MONTE VISTA, Colo. (CBS4) - There's groundbreaking research under way in southern Colorado. Scientists are using military technology to track Sandhill cranes.

The cranes stop off in Colorado as they migrate from Arizona and New Mexico to Montana, Idaho and Wyoming.

Inside the Monte Vista National Wildlife Refuge in southern Colorado, a congregation of migratory Sandhill cranes gathers. They draw tourists from across the nation.

"First part of February we start to seeing cranes come up from the south where they spend a good part of the spring here in the San Luis Valley," Michael Blenden with the U.S. Fish and Wildlife Service said.

This year, for the first time, the U.S. Fish and Wildlife Service teamed up with the U.S. Geological Survey for a high-tech surveillance mission.
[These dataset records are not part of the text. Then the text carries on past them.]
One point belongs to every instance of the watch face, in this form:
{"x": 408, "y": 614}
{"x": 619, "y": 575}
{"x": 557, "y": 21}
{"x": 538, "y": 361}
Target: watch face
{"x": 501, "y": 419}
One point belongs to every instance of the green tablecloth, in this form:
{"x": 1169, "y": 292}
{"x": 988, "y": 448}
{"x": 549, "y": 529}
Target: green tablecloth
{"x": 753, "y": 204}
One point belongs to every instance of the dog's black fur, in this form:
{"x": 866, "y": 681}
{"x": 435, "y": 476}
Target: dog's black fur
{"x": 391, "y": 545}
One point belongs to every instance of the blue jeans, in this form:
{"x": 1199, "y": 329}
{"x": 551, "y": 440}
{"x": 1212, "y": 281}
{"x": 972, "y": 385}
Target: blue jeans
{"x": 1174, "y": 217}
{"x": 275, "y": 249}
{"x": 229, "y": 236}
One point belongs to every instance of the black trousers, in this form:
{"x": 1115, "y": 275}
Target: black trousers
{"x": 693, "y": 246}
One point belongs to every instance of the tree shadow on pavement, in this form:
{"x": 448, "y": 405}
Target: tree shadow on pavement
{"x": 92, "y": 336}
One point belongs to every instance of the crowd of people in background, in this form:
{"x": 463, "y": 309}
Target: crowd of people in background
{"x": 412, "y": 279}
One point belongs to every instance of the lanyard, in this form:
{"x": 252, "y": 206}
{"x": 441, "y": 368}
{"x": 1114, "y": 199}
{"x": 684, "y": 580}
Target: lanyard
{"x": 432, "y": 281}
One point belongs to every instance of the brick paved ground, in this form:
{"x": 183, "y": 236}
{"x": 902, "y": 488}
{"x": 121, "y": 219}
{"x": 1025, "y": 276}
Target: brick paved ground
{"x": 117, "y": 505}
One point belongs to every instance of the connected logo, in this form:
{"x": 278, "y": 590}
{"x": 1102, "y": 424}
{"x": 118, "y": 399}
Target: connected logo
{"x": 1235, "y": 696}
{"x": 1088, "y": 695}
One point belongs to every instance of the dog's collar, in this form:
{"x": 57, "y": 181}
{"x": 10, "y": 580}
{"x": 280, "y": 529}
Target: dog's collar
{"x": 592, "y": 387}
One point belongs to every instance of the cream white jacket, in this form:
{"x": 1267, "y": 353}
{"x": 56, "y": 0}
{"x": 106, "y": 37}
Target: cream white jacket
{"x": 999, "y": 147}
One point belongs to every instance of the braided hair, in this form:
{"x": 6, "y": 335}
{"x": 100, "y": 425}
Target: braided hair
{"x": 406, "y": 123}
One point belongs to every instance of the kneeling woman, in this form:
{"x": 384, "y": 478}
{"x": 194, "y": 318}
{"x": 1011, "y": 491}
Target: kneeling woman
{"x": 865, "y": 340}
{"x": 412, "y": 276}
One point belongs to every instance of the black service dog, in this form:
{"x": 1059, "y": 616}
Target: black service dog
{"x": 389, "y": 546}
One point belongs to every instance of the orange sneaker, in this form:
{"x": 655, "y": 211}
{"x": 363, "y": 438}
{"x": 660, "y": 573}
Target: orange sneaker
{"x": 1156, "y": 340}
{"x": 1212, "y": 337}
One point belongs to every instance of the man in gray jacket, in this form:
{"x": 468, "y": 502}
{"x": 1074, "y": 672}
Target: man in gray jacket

"Part of the management of a wildlife species is determining its population trends, whether it's increasing, decreasing or staying the same," Blenden said.

Sandhill Cranes Map
(credit: CBS)

In the most basic of terms, it is some of the first generation technology that the U.S. Army came up with for unmanned aircraft. Their technology has gotten so sophisticated that some small remote control planes were just sitting in a garage. So the USGS came along and said they'd put them to better use.
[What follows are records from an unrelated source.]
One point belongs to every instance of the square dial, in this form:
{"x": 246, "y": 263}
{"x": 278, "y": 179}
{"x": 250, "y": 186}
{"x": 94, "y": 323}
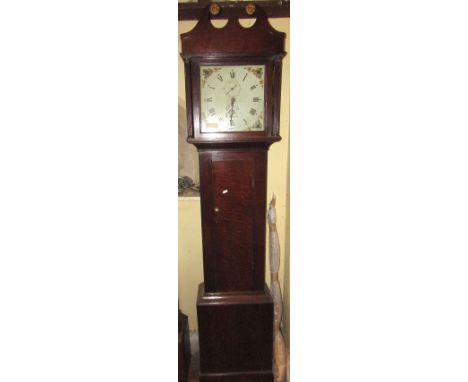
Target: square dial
{"x": 232, "y": 98}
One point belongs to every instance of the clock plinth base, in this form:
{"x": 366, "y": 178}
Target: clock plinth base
{"x": 235, "y": 336}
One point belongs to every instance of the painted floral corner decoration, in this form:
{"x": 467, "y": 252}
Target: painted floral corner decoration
{"x": 257, "y": 72}
{"x": 206, "y": 73}
{"x": 186, "y": 183}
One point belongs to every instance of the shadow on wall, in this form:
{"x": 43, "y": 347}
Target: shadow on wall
{"x": 188, "y": 156}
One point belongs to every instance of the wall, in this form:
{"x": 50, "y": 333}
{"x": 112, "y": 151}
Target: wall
{"x": 190, "y": 249}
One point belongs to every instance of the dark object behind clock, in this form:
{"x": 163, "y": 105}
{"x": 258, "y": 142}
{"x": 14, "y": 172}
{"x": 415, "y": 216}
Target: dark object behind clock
{"x": 184, "y": 347}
"We've been doing flights for about a year now. This is the third time we've been out at the refuge," USGS pilot Chris Holmquist-Johnson said. "It's sort of right now a proof of concept that we've started with trying to see what we can see with the systems that are on the plane."

Sandhill Cranes
Sandhill cranes (credit: CBS)

The government agencies used to fly a fixed wing plane and a biologist inside to count the cranes.

"This has a forward-looking camera and a Nader camera, which looks straight down," Holmquist-Johnson said.

Now they say it's a less expensive, quicker and more a environmentally-friendly option -- not to mention they are recycling technology originally developed by the Department of Defense.

"We use a thermal infrared camera which allows us to take pictures at night while the birds are settled on their roosts," USGS biologist Leanne Hanson said. "The cranes weren't bothered by us flying over them at night."

Scientists then count the number of birds that show up on the camera to get an accurate population count.

The experimental technology has worked so well the USGS plans to use it several other times later this year.